Abordant également les prévisions de croissance, Hakan Kara a déclaré : « Il y aura un ralentissement au second semestre de l'année. La croissance annuelle tombera à 2 %. Je suis plus optimiste que le marché concernant les transactions courantes. Le déficit courant continuera de s'améliorer rapidement dans la période à venir. Nous prévoyons également que les importations d'or tomberont à 12 milliards de dollars. Je pense que le déficit courant sera inférieur à 20 milliards de dollars cette année. La Banque centrale pourra gérer le taux de change plus facilement. Si les flux de capitaux s'améliorent, la liquidité en devises sera également bonne ».
Indiquant que la demande intérieure continuera de ralentir au cours de cette période, M. Kara a ajouté : « Il y a une détérioration du côté de l'inflation depuis 15 ans. Il y a un resserrement indéniable, mais il faut en faire plus. Une fois que le secteur des services commence à augmenter, c'est comme un transatlantique, il est difficile de changer de direction. Il ne sera pas facile de briser cela ».
Concernant les anticipations d'inflation, M. Kara a souligné que les prévisions de 36 % pour la fin de cette année et de 14 % pour 2025 sont des taux très ambitieux, ajoutant : « Mais il ne faut pas se focaliser sur les chiffres. La crédibilité de la TCMB à ce sujet est très faible. En fin de compte, nous n'avons pas réussi à convaincre les gens. Ce n'est pas le moment de la communication, mais de l'action. Depuis 7 ans, les prévisions de la TCMB restent systématiquement inférieures aux réalisations ».
« IL FAUT FAIRE DES ÉCONOMIES DANS LA POLITIQUE BUDGÉTAIRE »

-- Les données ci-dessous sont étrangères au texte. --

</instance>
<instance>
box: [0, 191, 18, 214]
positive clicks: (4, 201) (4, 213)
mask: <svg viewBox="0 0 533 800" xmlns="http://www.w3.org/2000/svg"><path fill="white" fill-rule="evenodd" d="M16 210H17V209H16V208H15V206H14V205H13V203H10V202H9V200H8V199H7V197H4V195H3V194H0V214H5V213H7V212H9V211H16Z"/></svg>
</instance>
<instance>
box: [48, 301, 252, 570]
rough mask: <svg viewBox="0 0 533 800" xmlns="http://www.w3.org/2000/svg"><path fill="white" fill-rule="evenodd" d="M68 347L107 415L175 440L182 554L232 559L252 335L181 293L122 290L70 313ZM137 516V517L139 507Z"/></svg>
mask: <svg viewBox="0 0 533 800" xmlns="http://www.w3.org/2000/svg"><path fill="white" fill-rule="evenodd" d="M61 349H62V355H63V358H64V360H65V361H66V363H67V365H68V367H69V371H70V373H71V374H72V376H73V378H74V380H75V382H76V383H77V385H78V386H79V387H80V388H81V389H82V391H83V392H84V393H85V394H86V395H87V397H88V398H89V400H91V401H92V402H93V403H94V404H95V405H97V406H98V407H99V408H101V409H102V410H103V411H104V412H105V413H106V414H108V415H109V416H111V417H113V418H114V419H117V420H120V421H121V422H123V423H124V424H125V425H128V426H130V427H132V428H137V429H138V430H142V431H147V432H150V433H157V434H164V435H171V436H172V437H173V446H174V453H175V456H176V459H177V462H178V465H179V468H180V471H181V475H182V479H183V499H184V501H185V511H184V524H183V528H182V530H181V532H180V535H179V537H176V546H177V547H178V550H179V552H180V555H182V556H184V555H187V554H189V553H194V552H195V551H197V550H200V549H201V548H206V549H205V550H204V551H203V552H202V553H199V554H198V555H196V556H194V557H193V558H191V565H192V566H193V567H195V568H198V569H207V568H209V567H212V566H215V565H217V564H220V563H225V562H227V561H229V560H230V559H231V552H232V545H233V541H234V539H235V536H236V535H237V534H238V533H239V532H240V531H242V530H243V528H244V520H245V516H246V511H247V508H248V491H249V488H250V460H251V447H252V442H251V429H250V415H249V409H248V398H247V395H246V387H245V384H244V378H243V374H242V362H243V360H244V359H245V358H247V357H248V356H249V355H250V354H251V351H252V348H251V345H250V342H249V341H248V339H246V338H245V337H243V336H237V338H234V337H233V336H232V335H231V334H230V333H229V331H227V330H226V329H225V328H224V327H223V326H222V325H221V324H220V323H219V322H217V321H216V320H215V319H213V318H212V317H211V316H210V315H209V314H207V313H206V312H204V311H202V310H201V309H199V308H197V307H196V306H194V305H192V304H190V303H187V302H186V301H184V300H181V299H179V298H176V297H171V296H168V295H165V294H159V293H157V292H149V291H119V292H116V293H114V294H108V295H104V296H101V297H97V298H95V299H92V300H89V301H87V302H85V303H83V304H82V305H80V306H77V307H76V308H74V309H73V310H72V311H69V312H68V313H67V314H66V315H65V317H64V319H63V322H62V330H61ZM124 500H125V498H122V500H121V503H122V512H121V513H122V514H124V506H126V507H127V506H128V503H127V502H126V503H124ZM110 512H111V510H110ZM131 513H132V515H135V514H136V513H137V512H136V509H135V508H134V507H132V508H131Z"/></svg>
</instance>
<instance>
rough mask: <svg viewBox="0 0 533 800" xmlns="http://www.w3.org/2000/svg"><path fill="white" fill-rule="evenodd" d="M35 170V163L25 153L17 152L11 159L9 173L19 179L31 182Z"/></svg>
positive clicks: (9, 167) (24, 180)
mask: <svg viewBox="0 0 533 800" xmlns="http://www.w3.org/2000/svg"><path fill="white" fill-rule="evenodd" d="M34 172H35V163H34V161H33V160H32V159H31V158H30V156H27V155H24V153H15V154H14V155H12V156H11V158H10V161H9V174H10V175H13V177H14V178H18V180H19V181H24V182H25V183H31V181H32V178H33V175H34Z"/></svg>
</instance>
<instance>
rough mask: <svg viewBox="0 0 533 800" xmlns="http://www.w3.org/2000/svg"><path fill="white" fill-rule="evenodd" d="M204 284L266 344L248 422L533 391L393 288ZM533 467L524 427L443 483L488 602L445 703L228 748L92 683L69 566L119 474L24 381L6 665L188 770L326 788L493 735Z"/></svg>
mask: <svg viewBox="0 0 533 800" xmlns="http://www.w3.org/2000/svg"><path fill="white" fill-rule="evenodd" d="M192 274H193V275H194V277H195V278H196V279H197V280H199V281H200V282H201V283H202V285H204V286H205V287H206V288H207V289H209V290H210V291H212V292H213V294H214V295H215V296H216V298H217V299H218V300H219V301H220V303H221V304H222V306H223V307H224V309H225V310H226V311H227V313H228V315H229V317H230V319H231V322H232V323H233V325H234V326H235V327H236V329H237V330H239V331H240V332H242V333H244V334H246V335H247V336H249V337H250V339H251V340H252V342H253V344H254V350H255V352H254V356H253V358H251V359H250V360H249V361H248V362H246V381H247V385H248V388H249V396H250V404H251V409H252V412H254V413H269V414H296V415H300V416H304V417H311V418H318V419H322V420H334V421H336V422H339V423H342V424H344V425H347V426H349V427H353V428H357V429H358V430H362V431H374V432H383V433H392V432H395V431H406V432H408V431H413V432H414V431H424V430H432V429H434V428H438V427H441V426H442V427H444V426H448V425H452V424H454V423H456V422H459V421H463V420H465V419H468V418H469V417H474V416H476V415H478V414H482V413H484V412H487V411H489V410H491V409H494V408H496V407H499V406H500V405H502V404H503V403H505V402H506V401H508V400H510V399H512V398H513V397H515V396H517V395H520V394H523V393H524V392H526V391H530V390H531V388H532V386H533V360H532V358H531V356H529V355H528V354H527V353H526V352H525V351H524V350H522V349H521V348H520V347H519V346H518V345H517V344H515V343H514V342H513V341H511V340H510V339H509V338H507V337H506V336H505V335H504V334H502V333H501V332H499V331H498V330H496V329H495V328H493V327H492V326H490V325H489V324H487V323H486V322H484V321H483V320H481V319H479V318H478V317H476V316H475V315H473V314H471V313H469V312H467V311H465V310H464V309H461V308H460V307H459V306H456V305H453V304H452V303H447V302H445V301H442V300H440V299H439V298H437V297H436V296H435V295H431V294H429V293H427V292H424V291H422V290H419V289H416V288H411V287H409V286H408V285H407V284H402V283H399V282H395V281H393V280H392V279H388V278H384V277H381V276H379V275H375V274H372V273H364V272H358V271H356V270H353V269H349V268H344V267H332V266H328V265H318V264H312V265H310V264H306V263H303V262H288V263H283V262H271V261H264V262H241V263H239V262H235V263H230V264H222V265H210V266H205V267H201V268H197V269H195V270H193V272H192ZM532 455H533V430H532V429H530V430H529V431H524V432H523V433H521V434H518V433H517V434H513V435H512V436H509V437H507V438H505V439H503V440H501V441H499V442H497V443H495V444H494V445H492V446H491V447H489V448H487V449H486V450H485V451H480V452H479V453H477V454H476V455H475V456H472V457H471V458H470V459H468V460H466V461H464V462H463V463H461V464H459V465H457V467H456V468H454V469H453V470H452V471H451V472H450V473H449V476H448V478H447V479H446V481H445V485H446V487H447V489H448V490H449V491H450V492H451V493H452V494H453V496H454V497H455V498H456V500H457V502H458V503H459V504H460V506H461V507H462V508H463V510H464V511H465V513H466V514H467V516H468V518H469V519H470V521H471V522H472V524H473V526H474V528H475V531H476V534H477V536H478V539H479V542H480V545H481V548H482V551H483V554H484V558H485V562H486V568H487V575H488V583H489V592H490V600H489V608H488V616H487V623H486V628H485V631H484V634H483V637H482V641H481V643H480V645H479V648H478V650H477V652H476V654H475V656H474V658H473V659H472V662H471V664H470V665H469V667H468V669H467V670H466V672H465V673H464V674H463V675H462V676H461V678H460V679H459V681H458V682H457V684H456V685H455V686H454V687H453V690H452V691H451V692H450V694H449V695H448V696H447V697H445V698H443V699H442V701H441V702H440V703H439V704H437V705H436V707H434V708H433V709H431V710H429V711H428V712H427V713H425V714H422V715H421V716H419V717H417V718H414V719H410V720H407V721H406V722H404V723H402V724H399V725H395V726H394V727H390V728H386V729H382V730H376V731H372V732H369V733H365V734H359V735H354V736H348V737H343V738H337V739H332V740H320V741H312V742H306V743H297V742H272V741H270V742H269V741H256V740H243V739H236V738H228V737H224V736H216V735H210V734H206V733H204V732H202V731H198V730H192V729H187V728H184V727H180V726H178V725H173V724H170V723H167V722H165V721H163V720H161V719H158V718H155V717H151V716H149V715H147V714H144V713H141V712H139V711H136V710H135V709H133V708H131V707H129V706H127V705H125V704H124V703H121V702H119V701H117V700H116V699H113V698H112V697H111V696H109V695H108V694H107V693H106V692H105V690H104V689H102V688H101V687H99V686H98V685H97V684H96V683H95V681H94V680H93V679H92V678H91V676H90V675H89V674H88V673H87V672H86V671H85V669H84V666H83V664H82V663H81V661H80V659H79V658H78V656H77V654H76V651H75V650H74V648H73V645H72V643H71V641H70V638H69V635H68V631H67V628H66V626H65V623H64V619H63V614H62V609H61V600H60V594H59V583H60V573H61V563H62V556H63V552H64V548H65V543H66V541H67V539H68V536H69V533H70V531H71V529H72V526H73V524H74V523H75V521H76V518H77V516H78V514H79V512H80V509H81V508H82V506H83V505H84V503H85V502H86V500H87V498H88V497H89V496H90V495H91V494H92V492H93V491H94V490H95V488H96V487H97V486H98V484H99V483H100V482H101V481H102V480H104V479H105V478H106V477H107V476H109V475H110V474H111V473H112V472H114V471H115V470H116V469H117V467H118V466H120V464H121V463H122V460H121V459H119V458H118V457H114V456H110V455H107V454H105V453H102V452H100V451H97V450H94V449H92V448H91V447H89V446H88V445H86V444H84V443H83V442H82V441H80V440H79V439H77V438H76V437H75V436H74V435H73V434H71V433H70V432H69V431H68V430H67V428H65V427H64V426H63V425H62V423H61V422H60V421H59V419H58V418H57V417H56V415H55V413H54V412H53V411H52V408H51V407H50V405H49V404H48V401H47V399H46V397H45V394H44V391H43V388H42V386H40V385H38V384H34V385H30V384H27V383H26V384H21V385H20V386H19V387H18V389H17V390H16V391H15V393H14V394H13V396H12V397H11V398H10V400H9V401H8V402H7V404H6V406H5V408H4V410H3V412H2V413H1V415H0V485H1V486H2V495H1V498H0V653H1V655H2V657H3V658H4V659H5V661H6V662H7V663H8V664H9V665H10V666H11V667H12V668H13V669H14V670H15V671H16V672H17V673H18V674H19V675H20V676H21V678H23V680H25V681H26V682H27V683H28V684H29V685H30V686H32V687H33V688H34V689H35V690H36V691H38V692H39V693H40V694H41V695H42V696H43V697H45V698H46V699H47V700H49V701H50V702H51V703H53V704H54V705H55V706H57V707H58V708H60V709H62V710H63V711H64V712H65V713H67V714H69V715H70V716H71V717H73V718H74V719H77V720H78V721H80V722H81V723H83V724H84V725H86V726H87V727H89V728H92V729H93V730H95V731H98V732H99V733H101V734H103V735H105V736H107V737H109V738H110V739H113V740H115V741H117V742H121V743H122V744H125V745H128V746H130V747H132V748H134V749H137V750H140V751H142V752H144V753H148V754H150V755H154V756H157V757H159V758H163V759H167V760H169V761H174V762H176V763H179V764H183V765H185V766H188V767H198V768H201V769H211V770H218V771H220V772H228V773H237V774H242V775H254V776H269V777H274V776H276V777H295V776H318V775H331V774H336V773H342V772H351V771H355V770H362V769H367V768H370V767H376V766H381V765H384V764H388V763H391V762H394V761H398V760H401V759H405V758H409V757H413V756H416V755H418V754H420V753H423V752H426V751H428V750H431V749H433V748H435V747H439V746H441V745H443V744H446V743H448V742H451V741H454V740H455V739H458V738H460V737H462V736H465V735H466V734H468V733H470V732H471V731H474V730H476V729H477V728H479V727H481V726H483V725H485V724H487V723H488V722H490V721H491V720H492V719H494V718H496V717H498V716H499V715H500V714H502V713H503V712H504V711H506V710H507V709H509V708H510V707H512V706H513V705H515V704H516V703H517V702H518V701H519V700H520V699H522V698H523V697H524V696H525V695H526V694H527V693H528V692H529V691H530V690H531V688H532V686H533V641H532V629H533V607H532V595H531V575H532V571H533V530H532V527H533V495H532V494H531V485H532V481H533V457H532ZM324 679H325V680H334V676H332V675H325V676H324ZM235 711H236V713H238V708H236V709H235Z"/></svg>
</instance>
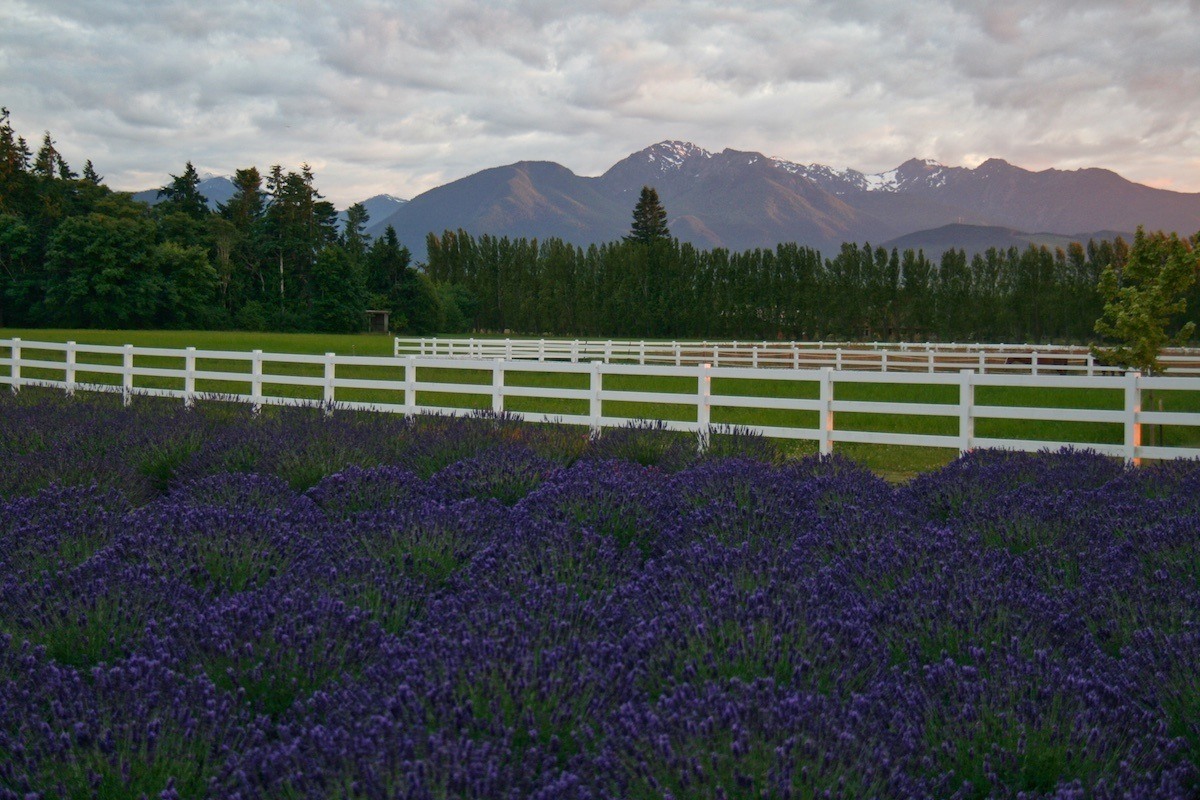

Insistant sur la nécessité de renforcer la coordination entre la politique monétaire et budgétaire, M. Kara a conclu : « Le volet de la politique monétaire fera ce qu'il faut, mais il faut faire des économies dans la politique budgétaire. Sinon, elle n'est pas crédible. Le secteur public doit d'abord faire ses propres économies et créer un système fiscal équitable en élargissant l'assiette fiscale. Si cela est visible, nous serons heureux. Je ne suis pas très optimiste quant aux prévisions officielles concernant l'inflation à long terme ».